I met artist, gallerist and collector Brenda Baron out of mere serendipity: she had sent an email to Artparasites after reading my interview with Dickson Schneider – the artist and professor who came to Berlin to give artworks away – to tell us that she, too, had his work in her collection. Living an ocean apart in Long Branch, New Jersey, I sought a Skype conversation with her – something Baron had never done before. “I’m so excited! I’ve never done this before!” were her first words. Truthfully, Skype still amuses me as well (and this is not a sponsored article – though I'm super open for that, Microsoft!) and I’m happy the feeling was mutual. It was quite nice to have a personal virtual tour of Baron's art gallery and collection, which, as I would come to find out, share the same space since Hurricane Sandy.
Destruction And Rebirth
After the catastrophe left behind by the Hurricane, Baron decided to move from her house to a new apartment. The changes brought about by the event were not only physical, she reflects: “Isn’t it odd sometimes how things happen out of a tragedy and you go on to a new being? I let go of what I thought I wanted to do. After Sandy, for so many people it had to be a new beginning; they didn’t have a choice. You see them transforming because they want to survive; they are survivors.”
Being an artist for over twenty years, Baron’s personal life is as connected to her production as it is to her collection. At some point in her life, she felt a need to express herself in a different way. She tells me, “Now I want to devote my next projects as an artist to contemporary abstract art and just let go. I’m at a point that I don’t want to be so tight with my work. I’m just going to let it happen. In addition, the art that I have fallen in love with is also that same type of work. Just so free; so beautiful.”
What Goes Around Comes Around
My biggest question was: how did she meet Dickson Schneider?

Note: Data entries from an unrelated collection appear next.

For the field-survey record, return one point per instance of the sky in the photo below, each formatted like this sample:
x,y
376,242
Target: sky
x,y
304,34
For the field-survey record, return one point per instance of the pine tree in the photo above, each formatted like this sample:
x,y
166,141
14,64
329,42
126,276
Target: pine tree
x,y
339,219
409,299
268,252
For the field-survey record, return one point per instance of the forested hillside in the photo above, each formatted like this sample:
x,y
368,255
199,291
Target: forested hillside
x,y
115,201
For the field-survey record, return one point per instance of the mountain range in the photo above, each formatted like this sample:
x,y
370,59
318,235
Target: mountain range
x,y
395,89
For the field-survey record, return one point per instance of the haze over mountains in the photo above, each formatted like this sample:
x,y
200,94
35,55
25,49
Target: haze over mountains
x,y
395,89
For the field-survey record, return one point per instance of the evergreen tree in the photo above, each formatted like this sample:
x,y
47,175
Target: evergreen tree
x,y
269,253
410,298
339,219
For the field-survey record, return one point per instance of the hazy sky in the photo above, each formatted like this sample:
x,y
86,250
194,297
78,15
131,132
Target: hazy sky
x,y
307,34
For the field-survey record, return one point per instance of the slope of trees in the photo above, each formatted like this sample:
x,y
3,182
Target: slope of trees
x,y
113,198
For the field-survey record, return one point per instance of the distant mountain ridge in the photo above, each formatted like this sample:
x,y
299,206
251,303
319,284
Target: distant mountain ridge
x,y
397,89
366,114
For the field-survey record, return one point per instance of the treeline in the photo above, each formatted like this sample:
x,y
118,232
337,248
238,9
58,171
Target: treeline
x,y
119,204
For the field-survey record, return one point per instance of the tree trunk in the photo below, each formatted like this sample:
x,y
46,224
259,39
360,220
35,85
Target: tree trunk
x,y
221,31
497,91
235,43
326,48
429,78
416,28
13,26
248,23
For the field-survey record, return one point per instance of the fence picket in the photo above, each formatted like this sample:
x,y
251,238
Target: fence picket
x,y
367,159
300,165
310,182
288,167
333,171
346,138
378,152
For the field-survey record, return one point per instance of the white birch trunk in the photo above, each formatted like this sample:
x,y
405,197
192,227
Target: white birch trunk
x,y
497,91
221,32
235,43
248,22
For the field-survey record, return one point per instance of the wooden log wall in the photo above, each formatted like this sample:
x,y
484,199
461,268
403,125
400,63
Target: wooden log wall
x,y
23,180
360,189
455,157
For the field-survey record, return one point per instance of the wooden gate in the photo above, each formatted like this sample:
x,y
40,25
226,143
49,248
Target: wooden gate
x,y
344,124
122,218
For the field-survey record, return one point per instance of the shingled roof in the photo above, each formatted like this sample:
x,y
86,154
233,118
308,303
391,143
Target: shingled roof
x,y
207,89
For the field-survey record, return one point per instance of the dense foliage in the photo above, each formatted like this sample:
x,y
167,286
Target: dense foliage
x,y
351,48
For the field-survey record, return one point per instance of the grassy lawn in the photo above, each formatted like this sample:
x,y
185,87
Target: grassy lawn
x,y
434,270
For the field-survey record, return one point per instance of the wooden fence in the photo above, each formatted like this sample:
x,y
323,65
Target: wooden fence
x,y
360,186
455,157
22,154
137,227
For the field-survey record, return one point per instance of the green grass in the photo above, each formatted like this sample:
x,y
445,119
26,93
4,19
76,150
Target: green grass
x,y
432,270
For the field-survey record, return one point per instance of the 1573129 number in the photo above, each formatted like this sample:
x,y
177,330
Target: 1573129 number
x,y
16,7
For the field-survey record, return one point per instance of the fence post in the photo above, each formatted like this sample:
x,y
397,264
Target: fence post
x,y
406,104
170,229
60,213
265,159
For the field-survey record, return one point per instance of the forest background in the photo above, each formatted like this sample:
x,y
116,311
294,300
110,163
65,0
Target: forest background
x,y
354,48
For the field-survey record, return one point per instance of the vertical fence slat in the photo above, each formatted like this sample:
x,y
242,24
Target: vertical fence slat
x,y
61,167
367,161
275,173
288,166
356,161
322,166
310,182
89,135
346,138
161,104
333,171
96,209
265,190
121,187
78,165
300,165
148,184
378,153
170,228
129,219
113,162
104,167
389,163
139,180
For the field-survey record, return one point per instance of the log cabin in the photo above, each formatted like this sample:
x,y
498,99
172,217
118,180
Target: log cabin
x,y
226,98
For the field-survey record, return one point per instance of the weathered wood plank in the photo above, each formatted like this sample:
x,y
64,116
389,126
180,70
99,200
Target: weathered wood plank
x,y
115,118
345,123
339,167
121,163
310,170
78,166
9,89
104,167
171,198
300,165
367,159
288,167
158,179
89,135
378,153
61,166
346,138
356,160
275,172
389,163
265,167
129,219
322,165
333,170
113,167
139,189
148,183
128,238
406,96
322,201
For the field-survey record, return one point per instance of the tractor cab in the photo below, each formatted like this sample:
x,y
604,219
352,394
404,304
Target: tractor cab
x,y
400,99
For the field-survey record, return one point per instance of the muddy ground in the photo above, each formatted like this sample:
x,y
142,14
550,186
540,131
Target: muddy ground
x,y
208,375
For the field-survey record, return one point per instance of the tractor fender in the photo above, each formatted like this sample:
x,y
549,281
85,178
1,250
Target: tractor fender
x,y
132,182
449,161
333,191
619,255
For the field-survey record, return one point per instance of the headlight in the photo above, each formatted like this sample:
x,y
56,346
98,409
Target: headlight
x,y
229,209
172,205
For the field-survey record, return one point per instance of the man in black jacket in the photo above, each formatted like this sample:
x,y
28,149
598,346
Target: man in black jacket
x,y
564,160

As I had suspected, they met last December at Art Basel in Miami Beach where Schneider had presented his Free Art Project. "Isn’t it funny, how things come? Again, letting go of things; it’s not only the money. We all love money and we all want money. But he had a large basket of his artwork and this one gentleman said go pick something, pick what you want; he is giving artwork away. Wow, I thought that was just the coolest thing I’ve ever heard. I have it on the wall, do you want to see it?” Of course I wanted to see it, I was delighted she was so interested in showing me around.
She continued about her experience at the art fair: “I met so many amazing artists—going up an elevator and going down the hallway—and meeting and talking to these incredible artists, I fell in love in particular with Nava Waxman.”
“Are you getting a glare?”
“I can see it, it’s beautiful! I love the colors!”
“I love her, I love her, I love her! And this is the type of work that I’m absolutely after. I don’t want to see buildings or flowers – I’m getting a little snoody in my selection of art, finally.”
I couldn’t help telling her about the similarities I was noticing in my latest interviews: Schneider’s free art project, Mehmet Ali Uysal’s casual way of living and now her, so honest and passionate about her collection. Was I the only one who had the impression art collectors were cold and emotionless people? I could go on talking about Brenda Barons’ free spirit but, instead, I’ll end this story with a quote by Baron that has everything to do with this serendipitous moment at Artparasites: “So Dickson Schneider led me to you; he led me to this interview. Now if that’s not a creative process, I don’t know what is.”